Nos restantes capítulos encontram-se uma colecção de factos, histórias e reflexões sobre problemas diversos que foram, em algum momento na Historia mais distante ou mais próxima, abordados matematicamente, com resultados variadamente fascinantes, curiosos ou surpreendentes.
Na escrita ligeira, mas cativante, percebe-se não só o gosto e entusiasmo, mas também a experiência de Jorge Buescu na comunicação e ensino da matemática. Atualmente é Professor Associado com Agregação na Faculdade de Ciências da Universidade de Lisboa, onde, pelas suas próprias palavras, nas suas aulas de Álgebra Linear, tem o hábito de gritar aos alunos do 1º ano que “Não se pode multiplicar vectores!”. Semelhantes historias ouvi de colegas meus mais velhos das suas aulas anos antes no Instituto Superior Técnico, onde terá dito que “no espaço dos vegetais, um vector é uma batata”, avisava aos alunos que “um vector não é uma setinha” e ameaçava chumbar os que não soubessem discernir se o seu número de aluno era par ou ímpar (de facto, a página da web onde esse aviso é feito ainda está online, e ainda provoca riso no autor destas linhas de cada vez que a visita).

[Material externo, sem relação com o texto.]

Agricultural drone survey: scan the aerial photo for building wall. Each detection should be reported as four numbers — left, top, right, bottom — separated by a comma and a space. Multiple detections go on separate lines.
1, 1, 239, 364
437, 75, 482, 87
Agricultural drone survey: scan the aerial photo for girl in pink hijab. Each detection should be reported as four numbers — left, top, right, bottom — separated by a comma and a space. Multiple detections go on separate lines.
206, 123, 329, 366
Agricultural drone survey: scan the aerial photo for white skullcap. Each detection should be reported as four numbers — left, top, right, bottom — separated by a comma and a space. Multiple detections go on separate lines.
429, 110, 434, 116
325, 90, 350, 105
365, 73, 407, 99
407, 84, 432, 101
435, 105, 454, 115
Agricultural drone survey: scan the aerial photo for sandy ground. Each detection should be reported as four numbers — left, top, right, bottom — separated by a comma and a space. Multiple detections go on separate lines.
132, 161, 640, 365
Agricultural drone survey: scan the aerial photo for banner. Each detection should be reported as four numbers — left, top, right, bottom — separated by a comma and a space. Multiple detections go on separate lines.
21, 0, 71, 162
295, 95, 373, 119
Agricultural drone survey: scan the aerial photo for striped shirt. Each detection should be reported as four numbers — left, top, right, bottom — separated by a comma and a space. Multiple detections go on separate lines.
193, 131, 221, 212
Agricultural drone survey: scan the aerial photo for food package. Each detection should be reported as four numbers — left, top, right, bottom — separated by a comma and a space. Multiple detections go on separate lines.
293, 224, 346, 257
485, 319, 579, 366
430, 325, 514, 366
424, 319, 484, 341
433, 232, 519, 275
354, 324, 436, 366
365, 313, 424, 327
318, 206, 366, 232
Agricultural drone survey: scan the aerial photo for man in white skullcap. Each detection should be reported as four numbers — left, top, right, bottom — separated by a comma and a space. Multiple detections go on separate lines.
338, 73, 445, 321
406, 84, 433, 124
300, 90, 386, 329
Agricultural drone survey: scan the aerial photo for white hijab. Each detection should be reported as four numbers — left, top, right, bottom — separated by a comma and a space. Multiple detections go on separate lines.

É com esse seu sentido de humor que Buescu torna o seu livro numa leitura divertida e deliciosa para todos os que se interessem por matemática, simultaneamente debruçando-se sobre a atualidade e sobre outros tópicos mais típicos de livros de divulgação da matemática, mas não por isso desprovidos de interesse.
O livro ‘Primos Gémeos, Triângulos Curvos e Outras Histórias da Matemática’, de Jorge Buescu, foi publicado pela Gradiva como o nº 210 da coleção Ciência Aberta.